Achieving and maintaining a certain degree of power

The main goal of any country is to survive, and the basic rule to do so is to maintain an adequate level of power. Having power means influencing other countries, induce them to do anything even if they have no intention of doing it, even at the cost of jeopardizing their own stability. While military power is the most obvious, it is not the only force that nations can leverage. There are also "soft powers", such as culture, education, agreements, innovation, etc. To influence other countries, it is also possible to use these powers.



Getting power doesn't mean being the most powerful country, therefore it is enough to be more powerful than the countries with which it competes, reaching an adequate level of power.
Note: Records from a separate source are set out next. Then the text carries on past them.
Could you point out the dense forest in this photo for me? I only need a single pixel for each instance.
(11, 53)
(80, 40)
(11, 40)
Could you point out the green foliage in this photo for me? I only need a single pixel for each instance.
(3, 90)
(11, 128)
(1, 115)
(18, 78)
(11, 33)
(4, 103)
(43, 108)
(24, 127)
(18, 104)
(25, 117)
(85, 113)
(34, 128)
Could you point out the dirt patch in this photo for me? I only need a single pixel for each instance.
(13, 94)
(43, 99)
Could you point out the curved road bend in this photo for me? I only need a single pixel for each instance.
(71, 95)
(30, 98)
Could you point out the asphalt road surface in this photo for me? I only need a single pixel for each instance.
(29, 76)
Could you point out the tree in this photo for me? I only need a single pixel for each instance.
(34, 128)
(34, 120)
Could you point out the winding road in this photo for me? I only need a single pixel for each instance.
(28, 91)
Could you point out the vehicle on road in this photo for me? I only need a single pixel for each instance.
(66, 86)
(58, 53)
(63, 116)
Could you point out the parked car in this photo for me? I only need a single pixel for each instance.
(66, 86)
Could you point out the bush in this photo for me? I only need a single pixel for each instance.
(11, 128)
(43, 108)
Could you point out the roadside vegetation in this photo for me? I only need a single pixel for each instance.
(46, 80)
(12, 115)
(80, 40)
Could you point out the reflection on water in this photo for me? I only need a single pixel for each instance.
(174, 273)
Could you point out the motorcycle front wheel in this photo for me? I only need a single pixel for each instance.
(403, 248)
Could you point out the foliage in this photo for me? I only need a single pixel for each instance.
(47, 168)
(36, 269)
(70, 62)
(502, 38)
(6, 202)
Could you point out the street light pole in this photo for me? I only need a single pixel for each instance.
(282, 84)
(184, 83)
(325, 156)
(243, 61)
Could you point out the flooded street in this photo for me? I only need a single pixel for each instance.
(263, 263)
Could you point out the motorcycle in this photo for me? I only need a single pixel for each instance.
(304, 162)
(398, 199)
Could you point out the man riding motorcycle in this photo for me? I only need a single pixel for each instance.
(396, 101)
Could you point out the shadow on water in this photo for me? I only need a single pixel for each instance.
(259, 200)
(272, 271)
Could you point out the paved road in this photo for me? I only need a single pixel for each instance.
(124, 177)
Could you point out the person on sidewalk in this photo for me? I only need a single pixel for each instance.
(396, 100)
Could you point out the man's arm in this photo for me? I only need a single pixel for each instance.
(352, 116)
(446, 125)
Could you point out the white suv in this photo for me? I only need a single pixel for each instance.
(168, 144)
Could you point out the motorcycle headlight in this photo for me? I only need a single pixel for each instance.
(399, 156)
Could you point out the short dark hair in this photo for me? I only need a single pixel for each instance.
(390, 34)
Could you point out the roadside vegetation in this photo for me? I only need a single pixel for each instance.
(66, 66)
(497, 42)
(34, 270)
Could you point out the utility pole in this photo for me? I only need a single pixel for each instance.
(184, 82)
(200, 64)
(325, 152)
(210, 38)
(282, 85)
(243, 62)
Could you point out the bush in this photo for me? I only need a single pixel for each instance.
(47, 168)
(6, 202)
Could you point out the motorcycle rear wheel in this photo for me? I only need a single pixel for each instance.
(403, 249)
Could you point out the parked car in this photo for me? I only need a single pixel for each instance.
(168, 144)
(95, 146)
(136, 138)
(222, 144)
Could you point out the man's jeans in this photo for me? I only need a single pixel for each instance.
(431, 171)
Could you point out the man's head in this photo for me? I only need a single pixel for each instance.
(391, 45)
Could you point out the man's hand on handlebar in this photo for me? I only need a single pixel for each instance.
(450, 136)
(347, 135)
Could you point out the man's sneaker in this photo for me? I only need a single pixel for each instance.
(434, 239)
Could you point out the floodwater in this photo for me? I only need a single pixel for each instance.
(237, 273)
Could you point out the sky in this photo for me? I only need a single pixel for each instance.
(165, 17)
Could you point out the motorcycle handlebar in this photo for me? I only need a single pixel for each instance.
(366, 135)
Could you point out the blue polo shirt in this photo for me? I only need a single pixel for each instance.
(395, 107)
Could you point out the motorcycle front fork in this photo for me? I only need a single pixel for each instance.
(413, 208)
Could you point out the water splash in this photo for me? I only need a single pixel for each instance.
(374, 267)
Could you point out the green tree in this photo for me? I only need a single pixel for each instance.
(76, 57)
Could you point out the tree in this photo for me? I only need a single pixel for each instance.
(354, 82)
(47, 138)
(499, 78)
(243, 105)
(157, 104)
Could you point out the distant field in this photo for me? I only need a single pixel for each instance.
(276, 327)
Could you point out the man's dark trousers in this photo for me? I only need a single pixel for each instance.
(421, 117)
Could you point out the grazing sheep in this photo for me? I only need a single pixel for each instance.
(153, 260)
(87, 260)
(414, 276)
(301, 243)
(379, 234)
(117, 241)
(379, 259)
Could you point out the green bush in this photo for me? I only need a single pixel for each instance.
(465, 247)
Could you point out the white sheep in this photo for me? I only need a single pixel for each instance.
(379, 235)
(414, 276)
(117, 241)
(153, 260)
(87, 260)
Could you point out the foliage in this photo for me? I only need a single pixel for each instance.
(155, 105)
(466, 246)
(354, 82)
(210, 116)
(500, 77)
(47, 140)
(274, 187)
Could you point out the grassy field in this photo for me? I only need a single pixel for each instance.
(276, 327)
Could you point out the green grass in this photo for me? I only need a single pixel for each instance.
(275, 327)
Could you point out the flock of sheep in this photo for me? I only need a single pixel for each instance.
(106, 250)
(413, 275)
In this regard, it is possible to intervene on internal politics or increase the economic and military strength of the country, but it is also possible to forge or eliminate alliances with other states.

Strategies to increase one's power

Among the most used strategies to increase one's power we find:

  • Counterweight: this strategy consists in distributing power among the various countries to create a balance. In the case of the Middle East, attempts are made to make Saudi Arabia's power equal to that of Iran. If there is a balance, neither of them can take control of the region and it is easier to negotiate with them.
  • Blackmail: When you have more power than another country or have resources available that other countries lack, you can blackmail them. For example, by threatening them to go to war or to establish more favorable trade relations with other countries.
  • Bleed: if a country is in a difficult situation or is at war and nothing is done to help it, it is like letting it bleed and lose power. In this case the other countries would be strengthened.
  • Pass the witness: that is, letting someone else take care of the problems. If a neighboring country is in trouble, one can always wait for another state to intervene.
  • Fight: going to war with other countries can increase your power in case of victory. Above all the power over the country against which it is fought. However, this strategy is frowned upon and involves large investments of money and resources.

Maintain power

In the wake of the first fundamental rule of geopolitics, there are others that help us to respect it. For example, all countries try to safeguard their territorial unity. No state would like to face internal conflicts that would only end up damaging its image in the eyes of others and weakening the power it has achieved. A clear example of this situation is provided by Spain with the question of Catalonia, the separatist movements are a real threat to the survival of the countries.



To survive, states are forced to protect their borders, which they can pose a threat when the neighboring country is an enemy. For example, the borders between Spain and Morocco, located in the cities of Ceuta and Melilla, have been the subject of numerous discussions. Spain's goal is to keep relations with Morocco stable. Acting in the opposite direction could prove to be a threat to the country, as Morocco could stop guarding its borders and let thousands of people pass.


Ultimately, once the phase of the increase in power has also been completed, a further rule is to ensure foreign relations. Maintaining trade relations is necessary for the survival of all countries. Importing the goods that your state is lacking and exporting the products that are abundant are necessary to revive the economy. Good trade relations can certainly increase the prestige and power of a state.

On the basis of the four rules described, it is possible to interpret the behavior of various countries and their international relations. If in making our considerations we will also take into account geography, the graphic representations of the earth and the various borders, then we will talk about geopolitics.